In Spring 2014, an idea was proposed to the university administration to provide an on-campus pantry for students living in poverty. As a collaboration between the CSI and Student Wellness Center, volunteers provided canned food items and collaborate with KVOE (AM) and the community to fill the shelves. Students are only allowed to retrieve items form the pantry once a week with 10 or fewer items.

==Dining==
The Union houses the on-campus dining services through Sodexo and Coca-Cola. The area where the students eat is called the Hornets Nest.
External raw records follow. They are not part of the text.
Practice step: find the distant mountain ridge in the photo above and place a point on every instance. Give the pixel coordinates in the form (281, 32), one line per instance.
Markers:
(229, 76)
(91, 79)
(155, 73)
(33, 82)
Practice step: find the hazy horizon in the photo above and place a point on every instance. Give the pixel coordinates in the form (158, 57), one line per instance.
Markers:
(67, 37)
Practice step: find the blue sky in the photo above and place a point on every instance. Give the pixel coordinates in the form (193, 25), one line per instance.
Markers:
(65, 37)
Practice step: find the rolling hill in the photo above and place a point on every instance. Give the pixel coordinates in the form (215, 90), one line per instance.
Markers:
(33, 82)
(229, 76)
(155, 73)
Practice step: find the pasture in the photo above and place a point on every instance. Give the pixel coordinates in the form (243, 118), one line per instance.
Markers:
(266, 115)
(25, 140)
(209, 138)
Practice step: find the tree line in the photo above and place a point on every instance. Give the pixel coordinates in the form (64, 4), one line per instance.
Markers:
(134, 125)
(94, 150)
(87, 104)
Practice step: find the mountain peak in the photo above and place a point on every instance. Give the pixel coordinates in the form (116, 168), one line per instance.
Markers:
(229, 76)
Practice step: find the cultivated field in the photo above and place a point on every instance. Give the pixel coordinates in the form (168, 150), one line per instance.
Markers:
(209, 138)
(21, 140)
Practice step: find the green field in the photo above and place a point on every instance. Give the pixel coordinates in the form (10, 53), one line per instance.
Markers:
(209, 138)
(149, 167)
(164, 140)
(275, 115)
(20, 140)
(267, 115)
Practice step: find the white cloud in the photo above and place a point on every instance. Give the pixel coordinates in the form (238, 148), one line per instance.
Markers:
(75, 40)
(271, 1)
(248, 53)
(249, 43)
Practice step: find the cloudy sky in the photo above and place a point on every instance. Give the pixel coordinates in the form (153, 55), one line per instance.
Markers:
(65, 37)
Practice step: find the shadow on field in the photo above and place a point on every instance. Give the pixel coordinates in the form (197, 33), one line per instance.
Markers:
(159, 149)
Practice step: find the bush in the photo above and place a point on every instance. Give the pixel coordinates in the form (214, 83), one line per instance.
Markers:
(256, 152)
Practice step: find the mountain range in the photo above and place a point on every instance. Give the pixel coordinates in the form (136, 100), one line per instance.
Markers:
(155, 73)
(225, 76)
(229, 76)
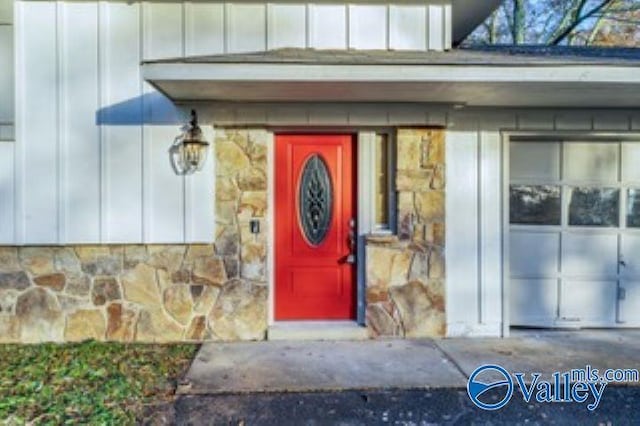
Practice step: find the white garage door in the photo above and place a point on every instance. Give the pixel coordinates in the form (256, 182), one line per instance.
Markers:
(574, 212)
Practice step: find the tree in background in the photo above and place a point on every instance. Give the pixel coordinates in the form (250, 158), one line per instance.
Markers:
(562, 22)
The Union also has two small stores, the Hornet Express) and Buzzcotti, which sells Starbucks coffee as well.

==Rooms==
Throughout the year, conferences are held throughout the 30+ rooms in the Union.

- West Lobby
- Main Street (in front of CSI)
- East Lobby
- Hornets Nest
- Heritage Room
- Phi Kappa Phi Room
- East Entry Lounge
- Diversity Lounge
- Heart of America Room
- Webb Hall (can be divided into two rooms)
- Alumni Lounge
- Blue Key Leadership
- Greek Room
- Preston Family Room
- Skyline Dining Room
- Flint Hills Room (can combine with the Kanza Room)
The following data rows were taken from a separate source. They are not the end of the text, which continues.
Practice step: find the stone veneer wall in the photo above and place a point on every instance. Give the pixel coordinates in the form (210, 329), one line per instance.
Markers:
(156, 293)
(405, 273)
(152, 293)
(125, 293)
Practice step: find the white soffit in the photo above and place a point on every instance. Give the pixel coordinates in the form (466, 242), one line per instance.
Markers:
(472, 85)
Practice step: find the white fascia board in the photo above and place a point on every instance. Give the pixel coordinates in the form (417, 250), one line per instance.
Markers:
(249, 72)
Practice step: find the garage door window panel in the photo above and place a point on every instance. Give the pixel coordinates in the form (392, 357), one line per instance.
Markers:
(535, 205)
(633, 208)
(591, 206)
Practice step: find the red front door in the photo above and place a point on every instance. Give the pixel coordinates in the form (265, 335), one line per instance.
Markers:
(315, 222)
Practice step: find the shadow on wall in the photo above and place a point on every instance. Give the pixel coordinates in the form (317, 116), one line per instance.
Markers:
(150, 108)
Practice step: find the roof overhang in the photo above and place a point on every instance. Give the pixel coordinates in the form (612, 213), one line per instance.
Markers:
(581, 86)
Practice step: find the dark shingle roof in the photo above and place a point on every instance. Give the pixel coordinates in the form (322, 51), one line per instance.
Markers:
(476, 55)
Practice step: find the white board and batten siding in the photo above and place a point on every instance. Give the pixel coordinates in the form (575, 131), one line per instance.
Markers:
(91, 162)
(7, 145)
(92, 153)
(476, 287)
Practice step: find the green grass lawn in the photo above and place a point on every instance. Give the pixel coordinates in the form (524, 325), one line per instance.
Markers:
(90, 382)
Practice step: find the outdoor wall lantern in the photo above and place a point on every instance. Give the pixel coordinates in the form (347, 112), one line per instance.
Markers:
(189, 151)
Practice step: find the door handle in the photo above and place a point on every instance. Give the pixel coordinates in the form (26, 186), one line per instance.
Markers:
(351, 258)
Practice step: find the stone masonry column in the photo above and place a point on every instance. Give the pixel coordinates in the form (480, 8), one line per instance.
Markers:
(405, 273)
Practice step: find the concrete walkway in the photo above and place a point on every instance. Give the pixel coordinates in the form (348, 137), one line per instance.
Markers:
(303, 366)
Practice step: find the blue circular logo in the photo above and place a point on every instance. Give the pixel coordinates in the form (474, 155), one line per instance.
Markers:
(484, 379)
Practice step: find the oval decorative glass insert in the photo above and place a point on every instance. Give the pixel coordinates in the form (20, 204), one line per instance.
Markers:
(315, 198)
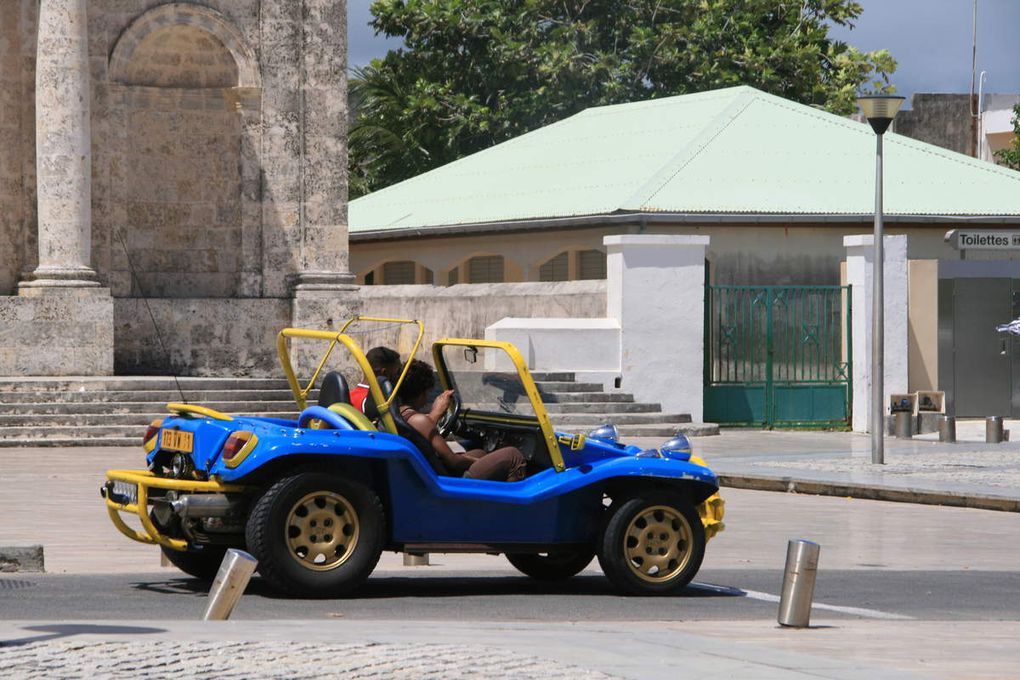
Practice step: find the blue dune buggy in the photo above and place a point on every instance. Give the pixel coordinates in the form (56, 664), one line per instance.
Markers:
(317, 500)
- Kanza Room (can combine with the Flint Hills Room)
- Great Plains Room
- Roe R. Cross Room
- K.S.T.C. Ballroom
- Kansas State Normal Room (can combine with the Black & Gold and EKSC Rooms)
- Black & Gold Room (can combine with the KSN and EKSC Rooms)
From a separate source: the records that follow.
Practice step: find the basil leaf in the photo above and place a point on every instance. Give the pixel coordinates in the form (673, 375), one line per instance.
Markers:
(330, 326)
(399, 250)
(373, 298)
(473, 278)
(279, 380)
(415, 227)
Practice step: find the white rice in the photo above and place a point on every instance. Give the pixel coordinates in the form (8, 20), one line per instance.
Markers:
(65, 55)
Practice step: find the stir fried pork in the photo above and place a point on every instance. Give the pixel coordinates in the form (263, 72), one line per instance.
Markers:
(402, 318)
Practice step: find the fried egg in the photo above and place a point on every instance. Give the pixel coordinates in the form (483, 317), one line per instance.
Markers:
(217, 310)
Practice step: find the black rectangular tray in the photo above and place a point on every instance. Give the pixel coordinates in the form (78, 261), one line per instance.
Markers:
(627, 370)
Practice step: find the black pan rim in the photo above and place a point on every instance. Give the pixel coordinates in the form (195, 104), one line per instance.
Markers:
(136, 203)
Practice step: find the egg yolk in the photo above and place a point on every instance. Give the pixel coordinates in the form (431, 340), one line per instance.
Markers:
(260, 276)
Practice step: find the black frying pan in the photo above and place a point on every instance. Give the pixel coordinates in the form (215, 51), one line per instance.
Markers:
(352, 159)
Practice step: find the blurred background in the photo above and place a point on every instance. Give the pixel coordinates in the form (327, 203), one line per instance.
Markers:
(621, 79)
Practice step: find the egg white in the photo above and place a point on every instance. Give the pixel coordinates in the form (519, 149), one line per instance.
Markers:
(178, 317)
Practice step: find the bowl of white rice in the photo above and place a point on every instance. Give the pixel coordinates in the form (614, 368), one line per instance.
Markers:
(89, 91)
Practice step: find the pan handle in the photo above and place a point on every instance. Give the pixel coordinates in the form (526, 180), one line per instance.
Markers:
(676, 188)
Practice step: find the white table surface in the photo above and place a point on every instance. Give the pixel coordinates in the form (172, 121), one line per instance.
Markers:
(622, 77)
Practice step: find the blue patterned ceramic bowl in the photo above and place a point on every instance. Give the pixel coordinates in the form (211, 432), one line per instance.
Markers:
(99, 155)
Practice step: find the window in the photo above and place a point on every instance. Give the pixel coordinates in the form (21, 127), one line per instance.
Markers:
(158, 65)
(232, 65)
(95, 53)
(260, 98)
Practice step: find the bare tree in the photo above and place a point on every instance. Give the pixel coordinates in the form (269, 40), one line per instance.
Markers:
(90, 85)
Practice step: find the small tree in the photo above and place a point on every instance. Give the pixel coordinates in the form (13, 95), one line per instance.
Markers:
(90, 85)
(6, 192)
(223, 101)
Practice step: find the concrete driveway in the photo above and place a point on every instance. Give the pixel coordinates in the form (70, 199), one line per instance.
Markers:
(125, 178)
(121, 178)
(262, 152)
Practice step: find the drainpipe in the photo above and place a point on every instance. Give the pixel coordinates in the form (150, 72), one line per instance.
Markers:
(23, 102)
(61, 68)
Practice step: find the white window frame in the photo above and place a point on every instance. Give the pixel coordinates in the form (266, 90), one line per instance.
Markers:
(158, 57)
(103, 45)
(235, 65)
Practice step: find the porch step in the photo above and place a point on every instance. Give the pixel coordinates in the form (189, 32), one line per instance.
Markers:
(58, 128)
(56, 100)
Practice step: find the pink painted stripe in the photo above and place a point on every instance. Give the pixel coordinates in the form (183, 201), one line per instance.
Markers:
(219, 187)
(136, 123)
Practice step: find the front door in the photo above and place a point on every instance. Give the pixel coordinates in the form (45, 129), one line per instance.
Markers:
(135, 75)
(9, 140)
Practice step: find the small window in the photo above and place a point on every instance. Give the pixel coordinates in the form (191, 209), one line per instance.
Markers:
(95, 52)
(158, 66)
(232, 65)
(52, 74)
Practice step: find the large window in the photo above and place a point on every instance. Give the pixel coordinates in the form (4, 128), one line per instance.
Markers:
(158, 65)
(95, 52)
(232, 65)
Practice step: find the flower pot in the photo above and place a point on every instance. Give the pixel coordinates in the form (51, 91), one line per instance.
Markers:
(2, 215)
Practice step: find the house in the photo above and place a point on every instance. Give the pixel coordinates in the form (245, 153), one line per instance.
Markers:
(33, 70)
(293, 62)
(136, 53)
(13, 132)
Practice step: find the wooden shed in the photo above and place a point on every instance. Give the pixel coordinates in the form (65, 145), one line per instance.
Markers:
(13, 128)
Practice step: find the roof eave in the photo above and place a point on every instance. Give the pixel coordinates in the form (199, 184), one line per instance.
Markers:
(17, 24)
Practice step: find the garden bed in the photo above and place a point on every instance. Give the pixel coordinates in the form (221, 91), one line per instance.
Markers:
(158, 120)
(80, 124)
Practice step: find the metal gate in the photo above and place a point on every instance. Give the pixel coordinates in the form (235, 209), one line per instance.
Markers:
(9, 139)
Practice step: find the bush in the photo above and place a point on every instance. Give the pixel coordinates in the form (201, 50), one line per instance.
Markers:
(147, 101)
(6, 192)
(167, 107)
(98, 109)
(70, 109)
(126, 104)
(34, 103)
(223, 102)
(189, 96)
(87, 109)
- Emporia Kansas State College Room (can combine with the Black & Gold and KSN Rooms)
- Miller Family Room
- Phi Delta Kappa Room
- Xi Phi Room
- Bloomer Veteran's Hall of Honor
- Associated Student Government Senate Chambers (3rd floor)
- Google Room

==Martha the Ghost==
Over the years, there have been many reports of a ghost named Martha. From 1925 to about 1950, single female faculty members lived on the third floor of the Memorial Union, now The Bulletin and Sunflower offices. The story is that Martha asked her boyfriend to marry her, and he said no. So that night, she hung herself in one of the rooms. Stories say that Martha haunts that area as well as the Memorial Union Bookstore. There have been reports of doors slamming, lights going on and off and objects being moved. The most common report is that the operation managers will lock the building up at night, turn around, and see that a light on the third floor is on. So, they would go shut it off, go back outside, turn around, only to find out that the light was still on, and they wouldn't go back.